In case you missed it, Matthew Doyle did not actually appear in the magistrates’ court (was supposed to be Saturday, not Monday, as I said) to face charges at all. That’s because the police didn’t have the power to arrest him for it. If they’d only consulted my piece on the matter last week, they’d have been saved the embarrassment of having been told so by the Crown Prosecution Service. I assumed that the fact that charges were being pressed meant that the Attorney General had been consulted as he must be in any such prosecution, even though I expressed my doubts over whether he would have regarded the case to be sufficiently strong one. But no, the Metropolitan Police force apparently does not know that it isn’t allowed to arrest and hold people for this offence, and now faces a lawsuit from Mr Doyle, who is unsurprisingly aggrieved to be told that the police raid on his flat, their seizure of his electronic equipment and his passport, his detention and charge were all without basis in law – which is exactly as it should be, in my view. If they want my further legal advice, they’d we well advised to settle with Mr Doyle, as they don’t have a leg to stand on.

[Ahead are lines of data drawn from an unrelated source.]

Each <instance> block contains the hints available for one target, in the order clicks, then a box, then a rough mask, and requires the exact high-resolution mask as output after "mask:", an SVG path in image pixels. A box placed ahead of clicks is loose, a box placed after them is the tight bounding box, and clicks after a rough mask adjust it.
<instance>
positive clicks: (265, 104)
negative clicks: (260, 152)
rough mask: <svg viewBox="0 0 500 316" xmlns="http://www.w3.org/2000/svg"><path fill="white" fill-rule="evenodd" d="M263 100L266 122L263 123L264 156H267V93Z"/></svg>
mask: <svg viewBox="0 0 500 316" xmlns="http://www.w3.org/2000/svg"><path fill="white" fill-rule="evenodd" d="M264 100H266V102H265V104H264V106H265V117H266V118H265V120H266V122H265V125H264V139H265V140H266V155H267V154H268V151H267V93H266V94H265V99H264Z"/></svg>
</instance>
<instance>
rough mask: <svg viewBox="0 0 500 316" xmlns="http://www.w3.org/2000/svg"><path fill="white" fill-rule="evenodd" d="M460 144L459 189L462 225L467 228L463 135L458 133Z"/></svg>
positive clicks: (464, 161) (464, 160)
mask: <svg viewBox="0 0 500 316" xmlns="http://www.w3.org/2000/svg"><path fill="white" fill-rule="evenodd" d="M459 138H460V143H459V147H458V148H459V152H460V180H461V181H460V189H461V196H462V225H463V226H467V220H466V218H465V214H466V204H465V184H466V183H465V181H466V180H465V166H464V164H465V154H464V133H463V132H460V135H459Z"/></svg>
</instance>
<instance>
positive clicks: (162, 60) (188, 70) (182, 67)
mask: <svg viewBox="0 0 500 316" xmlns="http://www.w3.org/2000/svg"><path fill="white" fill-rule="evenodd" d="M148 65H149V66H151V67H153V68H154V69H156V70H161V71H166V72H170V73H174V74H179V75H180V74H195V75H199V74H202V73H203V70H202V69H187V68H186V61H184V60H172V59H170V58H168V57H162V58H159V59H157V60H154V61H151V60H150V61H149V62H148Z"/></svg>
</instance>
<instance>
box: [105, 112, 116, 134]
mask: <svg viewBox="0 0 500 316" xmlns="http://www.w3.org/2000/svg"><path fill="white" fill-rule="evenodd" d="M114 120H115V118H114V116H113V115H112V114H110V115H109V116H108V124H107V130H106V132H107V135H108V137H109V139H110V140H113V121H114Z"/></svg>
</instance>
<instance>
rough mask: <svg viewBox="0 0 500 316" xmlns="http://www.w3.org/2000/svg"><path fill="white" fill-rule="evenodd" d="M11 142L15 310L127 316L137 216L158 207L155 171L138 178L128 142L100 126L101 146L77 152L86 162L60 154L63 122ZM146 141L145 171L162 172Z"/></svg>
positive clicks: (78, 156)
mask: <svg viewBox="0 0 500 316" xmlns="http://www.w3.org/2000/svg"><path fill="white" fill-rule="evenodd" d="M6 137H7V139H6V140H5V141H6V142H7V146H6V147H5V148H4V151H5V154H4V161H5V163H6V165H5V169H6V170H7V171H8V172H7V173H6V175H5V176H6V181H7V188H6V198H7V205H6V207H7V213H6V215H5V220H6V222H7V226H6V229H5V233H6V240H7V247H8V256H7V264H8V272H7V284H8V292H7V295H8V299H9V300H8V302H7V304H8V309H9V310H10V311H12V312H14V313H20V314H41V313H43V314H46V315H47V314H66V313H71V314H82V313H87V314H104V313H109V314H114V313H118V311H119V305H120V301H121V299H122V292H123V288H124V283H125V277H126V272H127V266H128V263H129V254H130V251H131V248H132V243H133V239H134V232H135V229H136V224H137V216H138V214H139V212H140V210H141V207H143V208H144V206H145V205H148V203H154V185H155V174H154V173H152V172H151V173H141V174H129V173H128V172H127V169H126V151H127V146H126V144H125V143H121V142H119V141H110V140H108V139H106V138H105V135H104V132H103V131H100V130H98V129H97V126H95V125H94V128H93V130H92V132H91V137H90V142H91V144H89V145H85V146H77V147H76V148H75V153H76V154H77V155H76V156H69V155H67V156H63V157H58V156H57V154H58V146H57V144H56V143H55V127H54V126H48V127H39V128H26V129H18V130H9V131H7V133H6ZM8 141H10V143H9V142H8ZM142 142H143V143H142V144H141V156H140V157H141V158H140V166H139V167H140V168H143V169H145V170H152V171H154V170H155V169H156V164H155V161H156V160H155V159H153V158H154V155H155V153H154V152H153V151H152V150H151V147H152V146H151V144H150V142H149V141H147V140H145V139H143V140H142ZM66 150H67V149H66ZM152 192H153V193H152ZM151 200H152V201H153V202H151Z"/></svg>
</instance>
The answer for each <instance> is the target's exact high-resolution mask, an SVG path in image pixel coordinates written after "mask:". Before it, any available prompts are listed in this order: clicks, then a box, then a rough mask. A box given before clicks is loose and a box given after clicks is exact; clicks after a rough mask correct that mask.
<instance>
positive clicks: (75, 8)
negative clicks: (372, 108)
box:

My attention has been drawn, however to the fact that he was going to be charged under s19 of the POA 1984, not s29 as I suggested in my piece above. I’m intrigued by this.s29 is for inciting religious hatred. s19 is for racial hatred, defined in s17 as ‘hatred against a group of persons defined by reference to colour, race, nationality (including citizenship) or ethnic or national origins.’ ‘Muslim’ doesn’t quite seem to meet this definition, though I notice that Lord Fraser of Tullybelton held that Sikhs were an ethnic group in Mandla v Dowell Lee [1983]. Is this the reason for the decision to (try to) to charge under s19 instead of s29, or should we put it down to more of the same clueless incompetence that brought about the mistake in the first place? (Is insulting the police a hate crime?)